Être dans un territoire dynamique : essentiel !

Parmi les facteurs de réussite d’une installation, selon eux, l’exploitation reprise d’abord. Léo voulait « un outil de travail récent et confortable qu’il pouvait développer ». « Cette ferme-là, elle tourne, je la connais par cœur », a pensé Dimitri, apprenti sur la structure pendant son BTS, puis salarié trois ans. Emmanuel conseille, par ailleurs, de s’interroger sur « la taille de l’exploitation » pour « se sentir bien et trouver son équilibre entre vie pro et perso ».

Comme Dimitri, Paul entend prendre du temps pour lui, les loisirs, voyager, une clé de réussite d’après lui. « Ça a été pris en compte dans l’organisation entre associés : à 9 h, les tâches quotidiennes sont terminées, et le soir à 19h, on est chez nous », explique-t-il. Les membres du Gaec arrivent à se dégager du temps libre assez facilement. Paul, qui tenait à continuer le tennis de table avec les deux entraînements par semaine et les matchs le week-end, pilote l’atelier laitier. Ainsi, il « fait ses choix et gère son temps ».

« Savoir faire évoluer son projet »

Activités économiques, infrastructures, amont, aval et partenaires agricoles, services et commerces de proximité, vie sociale et sportive… le dynamisme du territoire est aussi crucial, estiment plusieurs jeunes agriculteurs. Lequel permet notamment l’entraide entre exploitants. « Quand on est pas mal de jeunes, on se sent moins seul dans le parcours d’installation », argue Arnaud. Dans un secteur dynamique, il est en outre plus facile d’organiser « une vie à côté de l’exploitation » tant il importe « d’avoir du temps pour soi », ajoute Jérémy, faisant ainsi écho à Dimitri et Paul. S’il a préféré s’installer en Gaec, c’est pour « faciliter l’organisation du travail et partager la charge psychologique du métier », mais également « s’ouvrir socialement à d’autres personnes, ne pas rester seul enfermé sur la ferme ».

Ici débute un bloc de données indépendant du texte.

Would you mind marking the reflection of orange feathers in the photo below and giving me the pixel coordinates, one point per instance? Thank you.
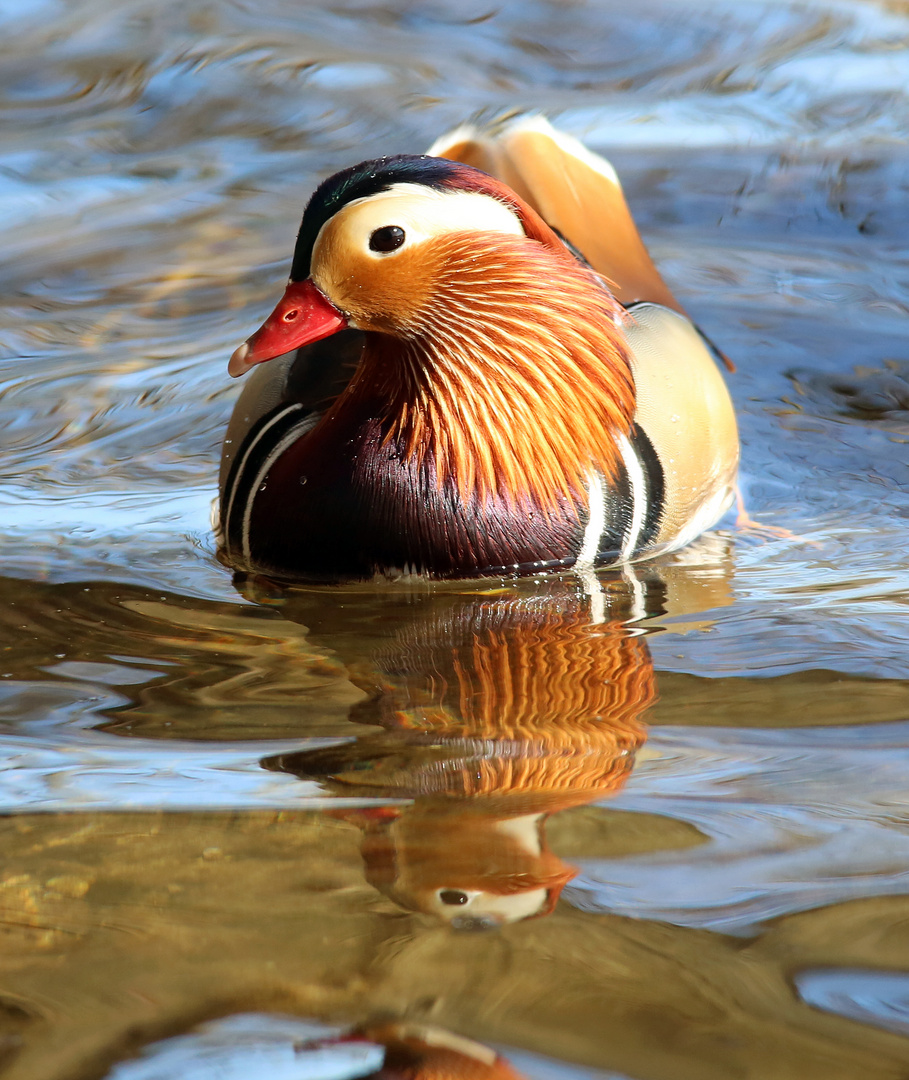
(554, 705)
(419, 1052)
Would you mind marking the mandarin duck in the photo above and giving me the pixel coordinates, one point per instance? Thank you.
(482, 373)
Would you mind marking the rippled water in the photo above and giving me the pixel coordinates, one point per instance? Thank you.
(244, 806)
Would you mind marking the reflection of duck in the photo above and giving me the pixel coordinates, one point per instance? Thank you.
(424, 1052)
(499, 412)
(494, 717)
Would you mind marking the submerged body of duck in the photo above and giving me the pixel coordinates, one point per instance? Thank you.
(491, 378)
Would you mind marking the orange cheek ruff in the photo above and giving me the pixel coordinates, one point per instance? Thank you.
(514, 378)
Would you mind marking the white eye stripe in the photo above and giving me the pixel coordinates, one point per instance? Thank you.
(421, 212)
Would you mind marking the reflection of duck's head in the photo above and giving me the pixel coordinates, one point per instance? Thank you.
(493, 720)
(423, 1052)
(466, 863)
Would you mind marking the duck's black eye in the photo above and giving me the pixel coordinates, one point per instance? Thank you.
(387, 239)
(453, 896)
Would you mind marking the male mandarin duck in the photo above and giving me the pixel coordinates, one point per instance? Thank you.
(492, 378)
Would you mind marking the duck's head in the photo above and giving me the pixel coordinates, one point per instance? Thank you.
(375, 243)
(499, 355)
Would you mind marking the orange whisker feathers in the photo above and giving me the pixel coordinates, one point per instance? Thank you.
(515, 379)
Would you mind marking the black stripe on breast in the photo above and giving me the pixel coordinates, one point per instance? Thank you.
(619, 498)
(655, 486)
(260, 440)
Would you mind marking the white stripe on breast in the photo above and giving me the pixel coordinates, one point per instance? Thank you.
(637, 482)
(596, 524)
(296, 432)
(243, 461)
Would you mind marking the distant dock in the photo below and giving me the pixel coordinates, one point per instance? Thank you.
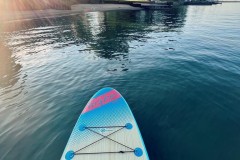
(153, 6)
(201, 2)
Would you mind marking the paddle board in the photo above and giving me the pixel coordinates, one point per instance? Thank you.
(106, 130)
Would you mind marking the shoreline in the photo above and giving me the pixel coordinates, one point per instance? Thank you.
(10, 16)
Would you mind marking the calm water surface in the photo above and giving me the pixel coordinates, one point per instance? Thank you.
(178, 69)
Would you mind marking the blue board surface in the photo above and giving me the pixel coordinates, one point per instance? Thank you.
(106, 129)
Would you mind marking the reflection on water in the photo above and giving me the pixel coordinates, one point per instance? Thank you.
(9, 69)
(177, 70)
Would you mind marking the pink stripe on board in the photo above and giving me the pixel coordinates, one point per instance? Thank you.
(101, 100)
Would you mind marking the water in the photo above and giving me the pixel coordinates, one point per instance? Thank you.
(179, 70)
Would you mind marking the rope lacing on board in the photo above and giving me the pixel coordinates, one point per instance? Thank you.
(103, 137)
(137, 151)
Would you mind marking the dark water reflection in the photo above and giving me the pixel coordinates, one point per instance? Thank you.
(178, 70)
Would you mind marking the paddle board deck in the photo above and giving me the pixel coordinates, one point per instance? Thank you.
(106, 130)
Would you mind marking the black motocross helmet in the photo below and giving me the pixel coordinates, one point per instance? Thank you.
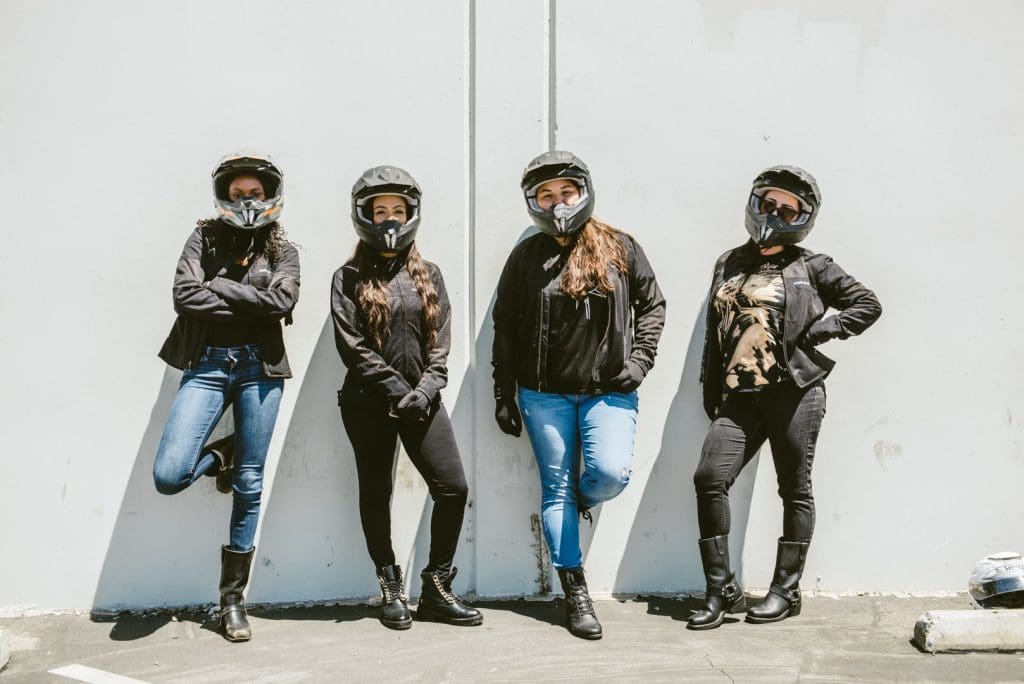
(769, 229)
(559, 220)
(248, 213)
(389, 236)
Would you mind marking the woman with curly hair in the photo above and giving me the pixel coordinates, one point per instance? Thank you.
(237, 280)
(578, 317)
(763, 377)
(392, 326)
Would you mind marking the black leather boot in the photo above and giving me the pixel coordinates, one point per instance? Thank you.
(223, 451)
(724, 593)
(783, 597)
(394, 603)
(580, 615)
(439, 604)
(233, 578)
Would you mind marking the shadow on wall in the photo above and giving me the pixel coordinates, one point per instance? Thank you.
(311, 546)
(663, 542)
(164, 551)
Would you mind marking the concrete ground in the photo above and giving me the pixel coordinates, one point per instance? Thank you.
(860, 639)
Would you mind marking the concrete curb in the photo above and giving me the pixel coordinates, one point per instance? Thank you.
(964, 631)
(4, 649)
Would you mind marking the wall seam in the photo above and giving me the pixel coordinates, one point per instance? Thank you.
(470, 251)
(551, 59)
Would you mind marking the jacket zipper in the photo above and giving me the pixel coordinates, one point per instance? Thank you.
(540, 345)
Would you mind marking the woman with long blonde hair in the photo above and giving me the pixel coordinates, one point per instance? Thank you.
(578, 317)
(392, 326)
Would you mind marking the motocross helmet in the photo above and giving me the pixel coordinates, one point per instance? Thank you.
(248, 213)
(388, 236)
(768, 229)
(559, 219)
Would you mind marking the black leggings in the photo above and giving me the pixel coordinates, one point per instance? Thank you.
(790, 419)
(432, 450)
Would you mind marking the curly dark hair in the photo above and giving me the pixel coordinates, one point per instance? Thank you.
(373, 294)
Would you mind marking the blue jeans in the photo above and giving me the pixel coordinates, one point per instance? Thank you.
(560, 426)
(224, 376)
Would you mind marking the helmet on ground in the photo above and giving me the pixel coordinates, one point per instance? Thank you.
(559, 219)
(388, 236)
(768, 229)
(997, 581)
(248, 212)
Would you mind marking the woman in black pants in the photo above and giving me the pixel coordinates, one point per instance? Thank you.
(764, 379)
(392, 328)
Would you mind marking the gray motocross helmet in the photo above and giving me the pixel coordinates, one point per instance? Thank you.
(769, 229)
(389, 236)
(248, 213)
(560, 219)
(997, 581)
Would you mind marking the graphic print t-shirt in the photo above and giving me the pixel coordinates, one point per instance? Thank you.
(751, 308)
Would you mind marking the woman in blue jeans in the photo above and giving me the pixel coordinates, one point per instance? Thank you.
(578, 316)
(237, 280)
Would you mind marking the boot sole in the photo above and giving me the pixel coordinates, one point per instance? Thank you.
(764, 621)
(392, 625)
(459, 622)
(588, 637)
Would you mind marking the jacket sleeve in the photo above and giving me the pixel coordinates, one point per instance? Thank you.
(711, 365)
(648, 310)
(355, 351)
(504, 352)
(190, 296)
(276, 300)
(856, 305)
(434, 377)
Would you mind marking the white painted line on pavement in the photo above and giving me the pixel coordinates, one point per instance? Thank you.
(93, 676)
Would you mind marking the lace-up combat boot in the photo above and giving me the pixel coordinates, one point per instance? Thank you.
(439, 604)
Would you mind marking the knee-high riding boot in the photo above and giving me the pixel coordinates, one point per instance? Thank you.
(724, 593)
(233, 579)
(783, 598)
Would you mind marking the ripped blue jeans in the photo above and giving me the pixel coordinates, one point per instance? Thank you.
(224, 376)
(560, 427)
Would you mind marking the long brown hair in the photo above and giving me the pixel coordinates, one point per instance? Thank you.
(372, 293)
(597, 247)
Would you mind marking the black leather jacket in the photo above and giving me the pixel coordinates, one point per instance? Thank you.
(813, 283)
(267, 296)
(522, 319)
(404, 362)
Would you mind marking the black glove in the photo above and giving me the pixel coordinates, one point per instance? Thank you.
(822, 330)
(628, 380)
(508, 416)
(414, 407)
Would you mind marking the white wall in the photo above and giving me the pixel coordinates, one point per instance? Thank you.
(113, 114)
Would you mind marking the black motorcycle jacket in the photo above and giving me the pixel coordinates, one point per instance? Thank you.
(523, 319)
(264, 298)
(813, 284)
(404, 362)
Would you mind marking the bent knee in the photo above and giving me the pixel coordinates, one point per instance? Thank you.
(708, 479)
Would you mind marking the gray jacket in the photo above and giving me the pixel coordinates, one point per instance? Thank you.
(267, 297)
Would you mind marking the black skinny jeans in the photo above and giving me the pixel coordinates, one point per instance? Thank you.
(790, 419)
(432, 450)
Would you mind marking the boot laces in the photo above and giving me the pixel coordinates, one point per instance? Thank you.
(582, 604)
(392, 589)
(443, 588)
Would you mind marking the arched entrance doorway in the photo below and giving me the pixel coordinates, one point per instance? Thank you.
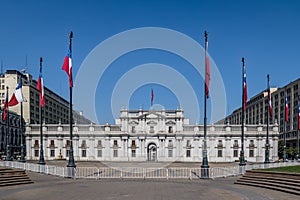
(152, 152)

Autre élément pour réussir son projet, avance Guillaume : « savoir le faire évoluer pour s’adapter au contexte ». Suite à des semis 2019 très compliqués, et une année 2020 très sèche, il s’est lancé dans l’élevage ovin, en complément des céréales, lui qui s’était orienté vers cette production car l’aspect technique lui plaisait, « pour assurer la pérennité » de sa structure.  « Il ne faut pas vouloir que tout soit parfait. Avec le vivant, c’est impossible ! », conclut le jeune homme, chauffeur dans une ETA puis salarié agricole dans plusieurs exploitations, et qui n’envisageait pas au départ d’être agriculteur.